The Museum of the City of Mérida, for example, was built in 1908 to house telegraph offices, post offices and courts. 

Today, the institution has a five-step plan to protect its treasures from fire, theft, hurricanes, floods and earthquakes.

A team of 15 people are trained to respond to a variety of threats at the museum.

The topic was the focus of an exhaustive package of stories in Sunday’s Novedades Yucatan (a city broadsheet that until two weeks ago was the Milenio Novedades tabloid).

The story comes in the context of the disastrous fire at the National Museum of Rio de Janeiro, Brazil, which in September destroyed priceless exhibition pieces housed in a former imperial palace.

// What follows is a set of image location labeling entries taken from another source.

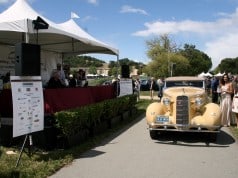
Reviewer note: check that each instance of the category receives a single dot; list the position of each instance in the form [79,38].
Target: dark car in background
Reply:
[145,85]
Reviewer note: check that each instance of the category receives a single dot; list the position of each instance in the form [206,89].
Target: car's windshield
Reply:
[184,83]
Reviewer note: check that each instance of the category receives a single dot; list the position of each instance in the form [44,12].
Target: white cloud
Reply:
[5,1]
[221,35]
[95,2]
[129,9]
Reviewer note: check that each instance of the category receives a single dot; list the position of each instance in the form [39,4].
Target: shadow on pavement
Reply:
[222,139]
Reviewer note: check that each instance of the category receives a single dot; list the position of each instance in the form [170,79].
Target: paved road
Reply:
[132,154]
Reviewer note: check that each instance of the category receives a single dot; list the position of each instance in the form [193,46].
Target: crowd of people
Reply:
[59,79]
[224,90]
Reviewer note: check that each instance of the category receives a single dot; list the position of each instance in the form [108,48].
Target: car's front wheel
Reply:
[154,134]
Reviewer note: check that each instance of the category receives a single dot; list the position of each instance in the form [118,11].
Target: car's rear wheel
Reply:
[154,134]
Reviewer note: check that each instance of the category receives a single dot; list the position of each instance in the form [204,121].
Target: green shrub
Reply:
[71,121]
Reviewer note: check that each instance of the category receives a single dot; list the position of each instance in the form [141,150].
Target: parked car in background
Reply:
[145,85]
[184,107]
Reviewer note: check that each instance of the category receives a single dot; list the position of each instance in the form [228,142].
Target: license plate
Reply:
[162,119]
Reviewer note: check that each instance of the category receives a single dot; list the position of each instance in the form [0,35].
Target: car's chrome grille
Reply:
[182,109]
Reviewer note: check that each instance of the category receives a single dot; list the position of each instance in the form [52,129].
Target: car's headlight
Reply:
[166,101]
[198,101]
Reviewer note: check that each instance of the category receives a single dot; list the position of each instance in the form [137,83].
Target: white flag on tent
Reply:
[74,15]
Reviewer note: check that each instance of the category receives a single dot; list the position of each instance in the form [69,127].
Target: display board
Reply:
[126,87]
[28,104]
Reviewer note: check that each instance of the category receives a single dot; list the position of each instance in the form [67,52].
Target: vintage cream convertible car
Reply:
[184,107]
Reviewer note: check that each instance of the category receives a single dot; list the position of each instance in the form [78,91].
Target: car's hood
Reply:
[188,91]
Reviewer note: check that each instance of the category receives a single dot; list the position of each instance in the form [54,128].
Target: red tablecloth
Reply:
[61,99]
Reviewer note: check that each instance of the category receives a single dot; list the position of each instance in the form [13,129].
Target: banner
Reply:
[28,105]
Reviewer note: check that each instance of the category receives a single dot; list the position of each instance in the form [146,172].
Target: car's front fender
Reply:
[210,117]
[153,110]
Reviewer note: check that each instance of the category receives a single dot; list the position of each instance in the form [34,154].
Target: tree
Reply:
[199,61]
[228,65]
[92,70]
[163,54]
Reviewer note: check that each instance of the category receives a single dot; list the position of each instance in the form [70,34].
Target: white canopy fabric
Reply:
[18,19]
[201,75]
[219,74]
[208,74]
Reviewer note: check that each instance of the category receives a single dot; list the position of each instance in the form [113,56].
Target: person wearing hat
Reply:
[72,81]
[61,74]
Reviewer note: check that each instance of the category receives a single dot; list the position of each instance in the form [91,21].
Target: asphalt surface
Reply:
[130,153]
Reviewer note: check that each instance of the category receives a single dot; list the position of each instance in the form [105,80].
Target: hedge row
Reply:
[72,121]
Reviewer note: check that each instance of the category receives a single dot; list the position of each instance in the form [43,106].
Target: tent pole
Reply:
[117,74]
[27,34]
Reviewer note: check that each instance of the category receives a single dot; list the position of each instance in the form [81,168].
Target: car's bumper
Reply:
[185,128]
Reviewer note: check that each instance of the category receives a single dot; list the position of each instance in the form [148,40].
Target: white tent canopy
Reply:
[18,19]
[219,74]
[59,40]
[201,74]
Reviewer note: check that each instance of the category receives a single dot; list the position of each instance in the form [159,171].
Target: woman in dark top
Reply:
[55,82]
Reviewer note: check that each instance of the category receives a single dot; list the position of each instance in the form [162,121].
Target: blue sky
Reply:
[210,25]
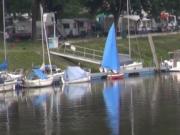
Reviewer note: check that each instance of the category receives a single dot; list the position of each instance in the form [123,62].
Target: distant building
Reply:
[74,27]
[136,24]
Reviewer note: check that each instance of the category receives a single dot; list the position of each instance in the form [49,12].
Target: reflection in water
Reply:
[76,91]
[111,95]
[134,106]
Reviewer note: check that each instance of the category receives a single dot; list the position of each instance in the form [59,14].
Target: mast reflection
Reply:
[111,94]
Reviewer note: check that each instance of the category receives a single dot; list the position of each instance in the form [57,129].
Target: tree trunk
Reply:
[1,20]
[34,18]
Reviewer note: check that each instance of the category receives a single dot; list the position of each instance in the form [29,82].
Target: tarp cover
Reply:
[110,56]
[4,65]
[74,73]
[37,74]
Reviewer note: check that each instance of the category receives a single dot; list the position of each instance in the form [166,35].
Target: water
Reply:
[134,106]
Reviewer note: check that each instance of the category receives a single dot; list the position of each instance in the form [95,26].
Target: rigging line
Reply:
[4,28]
[137,44]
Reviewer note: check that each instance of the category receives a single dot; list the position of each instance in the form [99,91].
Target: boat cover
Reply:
[110,56]
[76,91]
[73,73]
[4,65]
[37,74]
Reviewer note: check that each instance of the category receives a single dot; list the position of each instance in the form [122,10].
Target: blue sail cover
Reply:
[74,73]
[110,56]
[111,96]
[4,65]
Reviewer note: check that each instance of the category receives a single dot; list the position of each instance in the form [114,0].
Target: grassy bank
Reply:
[25,54]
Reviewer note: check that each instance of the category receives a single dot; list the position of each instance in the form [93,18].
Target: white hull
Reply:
[7,86]
[84,79]
[38,83]
[170,66]
[56,76]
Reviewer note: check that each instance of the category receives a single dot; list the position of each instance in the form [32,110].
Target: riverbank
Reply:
[25,54]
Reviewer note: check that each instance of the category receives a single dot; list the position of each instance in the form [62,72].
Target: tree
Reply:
[114,7]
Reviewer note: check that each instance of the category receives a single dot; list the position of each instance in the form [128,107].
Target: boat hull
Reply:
[84,79]
[38,83]
[7,86]
[117,76]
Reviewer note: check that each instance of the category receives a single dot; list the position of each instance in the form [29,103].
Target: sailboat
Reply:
[37,77]
[110,62]
[6,82]
[49,69]
[75,74]
[134,66]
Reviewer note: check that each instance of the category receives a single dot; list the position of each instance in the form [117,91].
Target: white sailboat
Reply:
[6,82]
[134,66]
[74,74]
[173,64]
[110,63]
[37,77]
[49,69]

Merida’s treasures are also housed in historic buildings, including a governor’s palace and the Athenaeum adjacent to the Cathedral. Officials assured the public that they are acting aggressively to prevent a travesty like Brazil’s.

In the case of the Museum of the City, located in a building constructed during the Porfiriato, municipal Culture Director Irving Berlín Villafaña, indicated that security adheres to international standards. A combination of fire-control equipment, motion sensors and surveillance cameras provide 24-hour vigilance, he said.

Brazil’s fire followed austerity cuts which hampered security. But in Merida, he said, the city is still spending as needed to protect art and artifacts.

The MACAY/Fernando García Ponce Museum has an internal Civil Protection committee that works with the same protocols, where the surveillance staff is trained twice a year, and has 32 fire extinguishers.

The building was designed and built by engineer Salvador Echegaray, in neoclassical style with touches of French and fine finishes of floor, wall and chancel.

One of the most beautiful buildings in the city, the Canton Palace, was built between 1904 to 1911. It is an eclectic French, Baroque and Neoclassical mansion. The details of the interior are by sculptor Michele Giacomino; the project was developed by the architect Enrico Deserti, who also directed, at the same time, the construction of the Peón Contreras theater. Its construction supervised by Manuel G. Cantón Ramos, the nephew of General Francisco Cantón, a former Yucatan governor, who lived there.